"Hang the Commissioner," replied the young man, irreverently. "Let him give me something worthy of doing, and I'll do it. Get up a war, say against Austria or Turkey, the latter preferred; show me the enemy and you'll find me to the fore. But this playing at soldiers; this marching and counter-marching; this inspection of kit, and attendance at parade,—I'm growing wearied of it. I'm rusting here,—I, whose motto is 'Action.' Am I to remain for ever in these cursed malarial isles, a mere drilling machine?"

"The drillings pay when comes the day," retorted the colonel, so surprised at this betrayal into rhyme that he repeated it. "And what's this new craze of yours for Dalmatia? Wild outlandish place! Nobody ever goes there."

"Precisely my reason for visiting it," returned Paul, lunging with his sabre-point at a mosquito that had just settled on a panel of the wall. "Why go where everybody goes? My tastes run in the direction of the odd, the romantic, the wild, the—anything that's opposed to the common round of existence. I fancy I shall find it in Dalmatia."

"You'll find yourself in the hands of banditti. That's where you'll be. The mountains swarm with them. And I'm damned if I'll pay your ransom," cried the colonel with returning wrath, as he recalled the liberality and frequency with which Paul drew upon his purse. "Remember the case of young Lennox, and the severed ear sent to his father in an envelope. Ten thousand florins! That's what the old chap had to pay to get his son out of the clutches of the infernal scoundrels, and never a thaler has he been able to recover from the Austrian Government.

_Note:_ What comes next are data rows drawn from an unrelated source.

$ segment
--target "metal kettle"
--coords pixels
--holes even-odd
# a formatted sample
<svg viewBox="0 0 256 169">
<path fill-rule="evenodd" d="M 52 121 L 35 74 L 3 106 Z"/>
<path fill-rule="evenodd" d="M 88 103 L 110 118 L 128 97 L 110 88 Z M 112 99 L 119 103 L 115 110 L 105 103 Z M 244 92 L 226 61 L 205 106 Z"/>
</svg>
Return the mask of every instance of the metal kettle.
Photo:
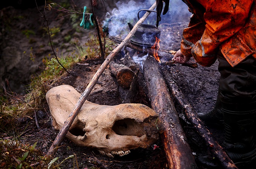
<svg viewBox="0 0 256 169">
<path fill-rule="evenodd" d="M 138 12 L 138 18 L 140 19 L 139 13 L 142 10 L 153 12 L 155 10 L 143 9 Z M 130 22 L 128 23 L 130 30 L 133 28 L 133 26 Z M 137 45 L 148 47 L 151 47 L 156 41 L 155 37 L 160 39 L 161 31 L 155 26 L 148 24 L 141 24 L 131 39 L 131 42 Z"/>
</svg>

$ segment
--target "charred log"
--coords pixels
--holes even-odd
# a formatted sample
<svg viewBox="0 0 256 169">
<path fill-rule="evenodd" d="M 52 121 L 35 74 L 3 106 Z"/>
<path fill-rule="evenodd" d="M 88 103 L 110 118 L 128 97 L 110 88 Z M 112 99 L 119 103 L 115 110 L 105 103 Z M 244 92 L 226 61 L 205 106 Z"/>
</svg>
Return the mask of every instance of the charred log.
<svg viewBox="0 0 256 169">
<path fill-rule="evenodd" d="M 197 168 L 161 70 L 154 58 L 148 57 L 143 70 L 152 108 L 165 129 L 162 141 L 169 168 Z"/>
<path fill-rule="evenodd" d="M 199 135 L 204 140 L 209 149 L 214 156 L 220 162 L 224 168 L 238 168 L 223 150 L 223 148 L 205 127 L 197 114 L 187 101 L 173 79 L 170 76 L 169 73 L 166 68 L 163 67 L 162 70 L 168 88 L 170 90 L 170 92 L 175 98 L 175 101 L 182 108 L 186 117 L 197 129 Z"/>
<path fill-rule="evenodd" d="M 138 94 L 135 97 L 137 99 L 136 103 L 142 103 L 150 106 L 150 101 L 148 98 L 148 90 L 146 85 L 144 75 L 141 72 L 139 66 L 135 63 L 131 57 L 129 52 L 125 49 L 125 54 L 123 59 L 123 64 L 129 67 L 136 74 L 138 84 Z"/>
<path fill-rule="evenodd" d="M 130 87 L 134 76 L 130 68 L 123 64 L 111 62 L 109 64 L 109 69 L 120 86 L 123 88 Z"/>
</svg>

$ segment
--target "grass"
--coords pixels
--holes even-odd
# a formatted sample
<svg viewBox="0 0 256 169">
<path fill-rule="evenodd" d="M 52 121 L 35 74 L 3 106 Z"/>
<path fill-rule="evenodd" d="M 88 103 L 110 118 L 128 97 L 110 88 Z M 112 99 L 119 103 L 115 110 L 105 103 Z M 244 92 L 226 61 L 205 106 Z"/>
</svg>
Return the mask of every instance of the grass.
<svg viewBox="0 0 256 169">
<path fill-rule="evenodd" d="M 106 55 L 113 50 L 114 45 L 107 39 Z M 61 63 L 66 69 L 72 67 L 73 64 L 88 58 L 97 58 L 100 53 L 98 42 L 95 36 L 92 36 L 85 44 L 77 46 L 78 54 L 75 56 L 62 57 L 58 58 Z M 31 61 L 34 60 L 30 54 Z M 71 160 L 74 168 L 77 166 L 75 154 L 66 159 L 46 157 L 44 153 L 37 149 L 37 139 L 34 145 L 26 143 L 23 136 L 29 126 L 29 124 L 17 123 L 17 120 L 23 118 L 32 119 L 35 111 L 43 110 L 46 104 L 45 96 L 51 88 L 52 84 L 58 82 L 62 76 L 67 73 L 51 56 L 43 60 L 43 71 L 40 75 L 34 75 L 27 87 L 27 94 L 20 96 L 9 91 L 0 95 L 0 135 L 4 138 L 0 139 L 0 168 L 60 168 L 65 161 Z M 38 167 L 38 166 L 40 166 Z M 78 168 L 77 167 L 77 168 Z"/>
</svg>

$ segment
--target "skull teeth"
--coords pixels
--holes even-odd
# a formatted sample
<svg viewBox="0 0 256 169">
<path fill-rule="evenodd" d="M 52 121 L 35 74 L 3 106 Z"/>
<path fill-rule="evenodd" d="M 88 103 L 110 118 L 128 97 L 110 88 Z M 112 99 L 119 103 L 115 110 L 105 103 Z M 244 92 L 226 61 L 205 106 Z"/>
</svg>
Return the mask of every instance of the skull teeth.
<svg viewBox="0 0 256 169">
<path fill-rule="evenodd" d="M 104 156 L 107 156 L 110 157 L 114 158 L 114 156 L 115 155 L 118 155 L 120 157 L 123 156 L 125 155 L 131 153 L 130 150 L 126 150 L 125 151 L 112 151 L 111 153 L 105 152 L 102 150 L 99 150 L 99 152 L 101 154 Z"/>
</svg>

And now you would run yourself and me into a similar noose!"

"Banditti won't fix my ransom at so high a rate. Besides," added Paul, critically contemplating the Damascene inlaying of his sabre, "they've first got to take me."

"Well, if they'll fix it at what you're worth," said his uncle, grimly, "I shall not object to the payment."

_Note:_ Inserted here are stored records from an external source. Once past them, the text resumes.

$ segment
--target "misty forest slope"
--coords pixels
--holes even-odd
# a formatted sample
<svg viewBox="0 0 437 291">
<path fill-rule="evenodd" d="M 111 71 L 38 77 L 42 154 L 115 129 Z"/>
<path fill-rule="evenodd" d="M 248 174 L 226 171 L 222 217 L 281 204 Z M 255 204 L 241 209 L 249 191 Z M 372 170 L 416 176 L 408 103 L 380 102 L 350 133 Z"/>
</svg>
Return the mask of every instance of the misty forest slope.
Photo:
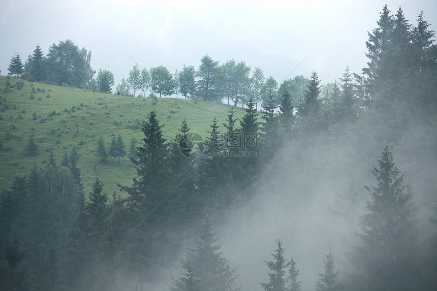
<svg viewBox="0 0 437 291">
<path fill-rule="evenodd" d="M 98 177 L 105 183 L 106 190 L 118 194 L 116 183 L 129 184 L 135 176 L 135 171 L 132 165 L 126 166 L 130 160 L 124 156 L 120 165 L 115 160 L 112 164 L 109 157 L 103 166 L 88 174 L 100 165 L 96 155 L 100 137 L 103 138 L 108 150 L 112 137 L 120 135 L 129 153 L 132 138 L 138 141 L 137 146 L 141 145 L 144 136 L 140 130 L 141 123 L 147 113 L 155 110 L 165 124 L 163 130 L 168 142 L 184 118 L 192 132 L 206 138 L 208 124 L 214 117 L 221 124 L 230 109 L 227 105 L 201 101 L 159 98 L 154 102 L 150 98 L 120 96 L 25 80 L 24 86 L 18 89 L 14 85 L 19 80 L 0 77 L 2 189 L 11 186 L 14 176 L 28 173 L 34 164 L 46 164 L 50 149 L 59 163 L 75 146 L 80 155 L 78 167 L 84 192 L 89 191 L 91 184 Z M 236 111 L 236 116 L 241 116 L 242 112 Z M 25 150 L 31 137 L 38 146 L 37 154 L 28 155 Z"/>
<path fill-rule="evenodd" d="M 0 78 L 0 288 L 434 290 L 434 32 L 400 7 L 377 23 L 362 75 L 285 80 L 262 112 Z M 134 165 L 87 173 L 119 135 Z"/>
</svg>

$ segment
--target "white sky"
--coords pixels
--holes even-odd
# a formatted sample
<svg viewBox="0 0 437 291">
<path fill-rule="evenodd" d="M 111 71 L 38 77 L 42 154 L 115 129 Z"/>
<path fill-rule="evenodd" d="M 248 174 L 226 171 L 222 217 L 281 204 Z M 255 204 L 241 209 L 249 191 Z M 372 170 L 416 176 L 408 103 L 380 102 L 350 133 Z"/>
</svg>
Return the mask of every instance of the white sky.
<svg viewBox="0 0 437 291">
<path fill-rule="evenodd" d="M 280 83 L 313 71 L 322 83 L 341 77 L 347 66 L 366 66 L 367 31 L 377 26 L 385 3 L 400 5 L 415 25 L 423 10 L 437 26 L 437 1 L 87 1 L 6 0 L 0 11 L 0 70 L 7 73 L 14 53 L 24 62 L 39 44 L 71 39 L 92 52 L 91 66 L 114 73 L 116 84 L 135 64 L 160 65 L 171 72 L 183 64 L 196 70 L 209 54 L 259 66 Z M 132 58 L 132 59 L 131 59 Z M 115 86 L 114 86 L 115 87 Z"/>
</svg>

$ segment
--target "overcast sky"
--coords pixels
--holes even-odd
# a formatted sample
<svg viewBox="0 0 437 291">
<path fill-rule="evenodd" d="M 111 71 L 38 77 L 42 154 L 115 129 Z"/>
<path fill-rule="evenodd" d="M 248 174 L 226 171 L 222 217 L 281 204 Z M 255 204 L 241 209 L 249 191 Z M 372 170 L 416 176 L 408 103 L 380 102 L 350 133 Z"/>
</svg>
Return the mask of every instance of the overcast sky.
<svg viewBox="0 0 437 291">
<path fill-rule="evenodd" d="M 164 65 L 171 73 L 209 54 L 220 63 L 233 58 L 280 83 L 315 71 L 322 83 L 341 77 L 347 66 L 366 66 L 368 31 L 384 3 L 399 5 L 410 23 L 423 10 L 437 26 L 437 1 L 24 1 L 3 0 L 0 11 L 0 70 L 14 53 L 23 62 L 38 44 L 44 54 L 71 39 L 92 51 L 91 66 L 112 71 L 116 85 L 137 62 Z M 114 86 L 115 88 L 115 86 Z"/>
</svg>

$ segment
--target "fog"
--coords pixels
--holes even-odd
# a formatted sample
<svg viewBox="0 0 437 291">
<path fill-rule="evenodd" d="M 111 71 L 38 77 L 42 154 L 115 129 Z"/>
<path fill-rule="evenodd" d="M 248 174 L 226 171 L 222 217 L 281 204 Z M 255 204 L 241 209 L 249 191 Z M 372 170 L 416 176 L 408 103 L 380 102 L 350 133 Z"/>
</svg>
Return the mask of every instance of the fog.
<svg viewBox="0 0 437 291">
<path fill-rule="evenodd" d="M 0 70 L 6 74 L 14 53 L 25 60 L 37 44 L 44 54 L 71 39 L 92 52 L 94 70 L 108 70 L 115 85 L 135 62 L 170 72 L 184 64 L 197 69 L 209 54 L 223 63 L 233 58 L 280 83 L 317 72 L 322 83 L 341 77 L 347 66 L 366 66 L 367 31 L 386 3 L 401 5 L 415 22 L 421 10 L 437 23 L 434 1 L 3 1 Z M 133 59 L 134 60 L 133 60 Z M 115 88 L 115 86 L 114 86 Z"/>
</svg>

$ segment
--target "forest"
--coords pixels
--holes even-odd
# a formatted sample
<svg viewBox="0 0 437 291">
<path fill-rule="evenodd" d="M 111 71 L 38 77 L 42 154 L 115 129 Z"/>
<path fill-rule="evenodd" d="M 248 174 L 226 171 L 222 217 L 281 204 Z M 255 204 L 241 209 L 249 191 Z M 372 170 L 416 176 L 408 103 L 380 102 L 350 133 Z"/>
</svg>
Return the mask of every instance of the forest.
<svg viewBox="0 0 437 291">
<path fill-rule="evenodd" d="M 75 147 L 15 177 L 0 193 L 0 289 L 434 289 L 430 26 L 423 12 L 412 24 L 385 6 L 366 67 L 324 85 L 315 72 L 278 86 L 259 68 L 249 77 L 244 62 L 208 55 L 197 71 L 134 66 L 114 94 L 225 103 L 224 122 L 204 120 L 199 142 L 184 119 L 168 139 L 148 111 L 130 151 L 135 177 L 112 195 L 98 178 L 84 190 Z M 46 56 L 37 46 L 24 64 L 14 56 L 6 78 L 112 93 L 113 74 L 95 79 L 90 58 L 71 40 Z M 127 154 L 121 136 L 112 139 L 109 148 L 99 140 L 101 161 Z"/>
</svg>

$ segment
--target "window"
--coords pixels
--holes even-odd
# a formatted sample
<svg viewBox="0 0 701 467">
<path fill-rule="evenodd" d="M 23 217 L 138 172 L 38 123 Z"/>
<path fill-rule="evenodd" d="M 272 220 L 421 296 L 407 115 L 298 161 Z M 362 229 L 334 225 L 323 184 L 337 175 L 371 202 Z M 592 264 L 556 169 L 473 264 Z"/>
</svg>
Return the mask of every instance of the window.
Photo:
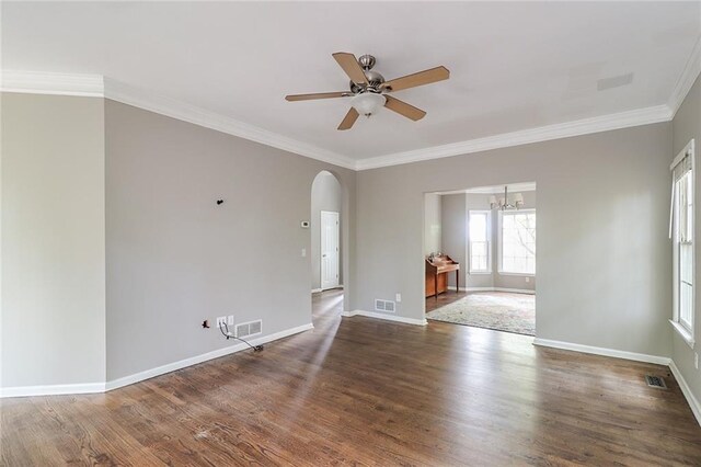
<svg viewBox="0 0 701 467">
<path fill-rule="evenodd" d="M 492 272 L 490 252 L 490 212 L 470 210 L 469 217 L 469 244 L 470 244 L 470 273 Z"/>
<path fill-rule="evenodd" d="M 536 210 L 499 213 L 499 273 L 536 274 Z"/>
<path fill-rule="evenodd" d="M 675 158 L 671 171 L 673 324 L 693 345 L 693 140 Z"/>
</svg>

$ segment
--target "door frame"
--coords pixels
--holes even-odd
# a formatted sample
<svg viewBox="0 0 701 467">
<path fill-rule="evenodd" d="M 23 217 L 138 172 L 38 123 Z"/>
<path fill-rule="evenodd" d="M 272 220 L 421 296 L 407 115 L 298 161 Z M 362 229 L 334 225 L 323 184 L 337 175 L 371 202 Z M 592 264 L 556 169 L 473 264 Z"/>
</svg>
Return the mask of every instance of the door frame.
<svg viewBox="0 0 701 467">
<path fill-rule="evenodd" d="M 325 214 L 334 214 L 336 217 L 336 282 L 335 285 L 330 287 L 324 287 L 324 253 L 323 253 L 323 244 L 324 244 L 324 223 L 323 217 Z M 319 213 L 319 287 L 322 291 L 329 291 L 332 288 L 336 288 L 341 285 L 341 213 L 337 210 L 320 210 Z"/>
</svg>

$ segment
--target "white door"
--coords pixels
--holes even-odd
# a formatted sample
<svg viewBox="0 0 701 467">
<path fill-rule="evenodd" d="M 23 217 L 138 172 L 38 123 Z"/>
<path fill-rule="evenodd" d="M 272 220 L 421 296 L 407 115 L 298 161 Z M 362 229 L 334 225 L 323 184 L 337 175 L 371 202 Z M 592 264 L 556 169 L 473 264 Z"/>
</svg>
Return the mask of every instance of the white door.
<svg viewBox="0 0 701 467">
<path fill-rule="evenodd" d="M 321 288 L 338 286 L 338 213 L 321 212 Z"/>
</svg>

Ultimately Paul obtained the desired furlough by resorting to his usual threat; he would sell his commission, buy a string of camels, and spend the rest of his life in trying to discover the sources of the Nile.

Thus it came to pass that a few days after this interview young Captain Cressingham embarked on board the Austrian Lloyd's steamer Metternich, bound for Zara, the clean, well-built capital of Dalmatia, directing his voyage to this city in order to renew old memories with some former college-chums, who were about to pass their summer holiday in its neighborhood.

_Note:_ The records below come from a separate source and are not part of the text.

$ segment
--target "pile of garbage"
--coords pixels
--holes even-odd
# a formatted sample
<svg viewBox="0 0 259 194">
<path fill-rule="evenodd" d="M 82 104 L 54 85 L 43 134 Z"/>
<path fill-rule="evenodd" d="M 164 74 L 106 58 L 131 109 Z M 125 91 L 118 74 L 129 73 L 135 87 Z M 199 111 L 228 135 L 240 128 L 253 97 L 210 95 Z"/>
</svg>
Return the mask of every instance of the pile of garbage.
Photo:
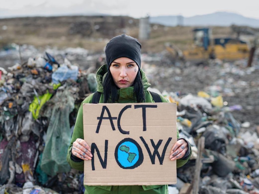
<svg viewBox="0 0 259 194">
<path fill-rule="evenodd" d="M 87 55 L 84 50 L 76 52 L 79 51 Z M 66 157 L 79 106 L 96 91 L 95 74 L 91 73 L 94 70 L 82 69 L 67 58 L 60 60 L 49 53 L 29 57 L 8 71 L 0 68 L 0 194 L 83 193 L 83 172 L 71 169 Z M 155 61 L 148 57 L 147 61 Z M 95 68 L 104 62 L 102 57 L 97 62 Z M 147 65 L 143 64 L 143 68 Z M 186 73 L 181 67 L 164 67 L 163 71 L 160 66 L 159 71 L 150 66 L 144 69 L 157 88 L 178 91 L 162 94 L 177 103 L 180 136 L 189 141 L 193 150 L 189 161 L 177 169 L 177 183 L 170 186 L 170 194 L 189 193 L 193 189 L 201 137 L 205 142 L 199 193 L 259 193 L 259 128 L 254 127 L 255 122 L 252 126 L 235 118 L 233 113 L 243 106 L 231 105 L 230 98 L 228 103 L 223 100 L 236 93 L 229 89 L 234 82 L 219 80 L 215 73 L 220 71 L 226 77 L 230 73 L 244 76 L 253 74 L 257 68 L 242 71 L 231 64 L 224 65 L 209 68 L 213 79 L 204 90 L 186 83 Z M 206 68 L 201 71 L 208 71 Z M 188 69 L 191 75 L 197 68 Z M 197 73 L 206 78 L 202 72 L 198 70 Z M 169 79 L 168 83 L 179 88 L 160 86 L 166 83 L 161 78 L 169 77 L 174 80 Z M 223 87 L 226 83 L 227 87 Z M 240 86 L 248 86 L 240 82 L 235 87 Z M 193 90 L 200 91 L 194 95 L 188 90 L 192 94 Z"/>
<path fill-rule="evenodd" d="M 0 193 L 83 186 L 66 153 L 79 107 L 97 83 L 95 74 L 63 61 L 46 52 L 9 72 L 0 68 Z"/>
<path fill-rule="evenodd" d="M 259 127 L 253 130 L 249 122 L 240 124 L 232 113 L 237 108 L 224 105 L 219 93 L 162 94 L 177 103 L 179 135 L 188 140 L 193 150 L 189 161 L 177 169 L 177 184 L 170 185 L 169 193 L 192 193 L 188 192 L 195 182 L 197 145 L 203 137 L 199 193 L 259 193 Z"/>
</svg>

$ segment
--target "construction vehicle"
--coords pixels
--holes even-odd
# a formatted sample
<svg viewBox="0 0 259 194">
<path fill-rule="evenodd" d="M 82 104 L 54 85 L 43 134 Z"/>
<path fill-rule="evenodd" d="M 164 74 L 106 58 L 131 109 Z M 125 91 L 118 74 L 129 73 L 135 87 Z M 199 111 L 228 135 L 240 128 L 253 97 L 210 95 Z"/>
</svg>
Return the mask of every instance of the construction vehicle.
<svg viewBox="0 0 259 194">
<path fill-rule="evenodd" d="M 234 60 L 249 56 L 249 48 L 245 41 L 232 38 L 212 38 L 211 30 L 208 28 L 196 28 L 193 31 L 194 46 L 183 51 L 186 60 L 217 58 Z"/>
</svg>

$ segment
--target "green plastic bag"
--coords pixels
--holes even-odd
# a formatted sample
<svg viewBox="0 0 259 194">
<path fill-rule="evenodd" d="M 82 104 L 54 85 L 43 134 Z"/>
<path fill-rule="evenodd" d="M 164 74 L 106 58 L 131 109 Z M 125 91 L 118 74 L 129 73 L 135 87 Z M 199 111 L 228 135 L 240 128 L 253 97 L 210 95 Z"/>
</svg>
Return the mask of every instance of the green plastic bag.
<svg viewBox="0 0 259 194">
<path fill-rule="evenodd" d="M 69 115 L 74 109 L 75 100 L 70 92 L 65 90 L 58 91 L 51 101 L 54 106 L 49 108 L 52 110 L 51 116 L 40 167 L 53 176 L 70 169 L 66 157 L 71 137 Z"/>
<path fill-rule="evenodd" d="M 40 96 L 38 98 L 34 96 L 33 101 L 29 107 L 29 111 L 32 113 L 32 116 L 36 120 L 39 118 L 40 109 L 46 102 L 49 101 L 52 96 L 52 94 L 49 93 L 48 91 L 46 94 Z"/>
</svg>

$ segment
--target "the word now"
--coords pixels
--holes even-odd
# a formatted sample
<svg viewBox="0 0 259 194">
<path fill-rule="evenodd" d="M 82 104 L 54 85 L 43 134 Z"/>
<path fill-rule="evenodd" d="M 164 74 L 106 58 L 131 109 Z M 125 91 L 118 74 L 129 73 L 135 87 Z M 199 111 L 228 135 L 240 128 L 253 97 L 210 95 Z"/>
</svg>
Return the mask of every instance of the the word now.
<svg viewBox="0 0 259 194">
<path fill-rule="evenodd" d="M 150 150 L 150 149 L 148 146 L 147 144 L 147 143 L 146 141 L 144 139 L 143 137 L 140 136 L 139 137 L 139 138 L 143 143 L 143 144 L 144 145 L 145 147 L 147 150 L 147 151 L 151 163 L 152 164 L 155 164 L 155 159 L 156 156 L 156 155 L 157 156 L 158 160 L 159 161 L 160 164 L 161 165 L 162 165 L 166 150 L 167 149 L 168 147 L 168 145 L 170 143 L 170 142 L 172 139 L 172 138 L 169 137 L 168 138 L 168 139 L 167 141 L 164 146 L 164 148 L 162 152 L 162 154 L 161 155 L 160 155 L 158 151 L 158 149 L 163 141 L 162 140 L 160 139 L 157 144 L 155 144 L 153 139 L 150 139 L 150 141 L 151 142 L 152 146 L 154 149 L 154 151 L 152 154 L 151 153 L 151 151 Z M 125 167 L 123 166 L 120 163 L 118 160 L 118 149 L 119 147 L 121 144 L 122 142 L 125 141 L 130 141 L 134 143 L 137 148 L 139 152 L 139 159 L 138 161 L 133 165 L 132 166 L 127 167 Z M 107 166 L 107 153 L 108 149 L 108 140 L 105 140 L 104 143 L 104 159 L 103 160 L 97 145 L 95 143 L 92 143 L 91 145 L 91 152 L 93 155 L 93 157 L 92 158 L 91 160 L 92 169 L 93 170 L 95 170 L 95 151 L 96 152 L 96 153 L 97 154 L 99 160 L 103 168 L 104 169 L 106 168 Z M 124 169 L 133 169 L 136 168 L 141 165 L 144 159 L 143 152 L 142 151 L 142 150 L 141 147 L 136 141 L 133 139 L 130 138 L 125 138 L 120 141 L 118 143 L 114 150 L 114 156 L 117 163 L 118 164 L 119 166 L 121 168 Z"/>
</svg>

Finding that he had anticipated the arrival of his friends by a few days, Paul resolved to spend the interval in taking a pedestrian tour southward as far as Sebenico: and accordingly he set off, without either companion or servant, and wearing his uniform, partly because as a soldier he was proud of it, partly because experience had taught him that in these eastern regions a uniform inspires respect in the minds of innkeepers, if not in those of banditti.

He passed the first night of this journey at a wayside hostelry.